After a reset (power-up or INTERBUS reset) and automatic interface recognition, initialization automatically determines whether the corresponding interface is connected to a regulated or unregulated interface in the subsequent device (device detection without optical regulation). 

If the interface is connected to a regulated interface, optical power of the interface is set to a power minimum with a defined reserve and distortion is checked. A regulation pattern is retransmitted, the regulation response from the other device is evaluated and, if necessary, transmission power is reduced. 

Initialization is terminated: 

- If the maximum number of regulation procedures is reached (13) or 

- If the critical power level is only just ensured on a permissible distortion 

The maximum possible number of regulations procedures is determined by the number of power levels. The maximum possible number of regulations procedures is determined by the precision of initialization. Initialization has 15 power levels. 

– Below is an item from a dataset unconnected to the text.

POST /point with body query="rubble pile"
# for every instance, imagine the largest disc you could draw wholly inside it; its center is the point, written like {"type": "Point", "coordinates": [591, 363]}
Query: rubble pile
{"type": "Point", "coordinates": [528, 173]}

After power-up or an INTERBUS reset, the transmitter for the incoming interface transmits the _"Light on"_ signal and thus starts the initialization process in the outgoing interface of the previous device. Due to its location the outgoing interface is always the first transmitter. Transmission power for the outgoing interface is then reduced until the receiver for the outgoing interface receives the first negative regulation response. Transmission power is then increased by one and started up. 

The _"Light off"_ signal corresponds to the regulation response "Pattern detected", and the _"Light on"_ signal corresponds to the regulation response "Pattern not detected". After successful initialization of the outgoing interface, the regulation direction changes, i.e. the transmitter for the incoming interface on the subsequent device is regulated in the same way. 

Initialization starts once the end of the INTERBUS reset has been detected on the incoming interface. It leads to the cancellation of the INTERBUS reset on the outgoing interface or on the branch through telegrams. INTERBUS devices can only be switched off by the master after the maximum initialization period (6 ms) i.e., transmission power is adapted to the path characteristics. 

> 1 All amounts which are caused by sampling errors, distortions due to time recovery components, pulse width distortions due to optical components (transmitter, receiver, and fiber), distortions due to electronics, jitter, etc. 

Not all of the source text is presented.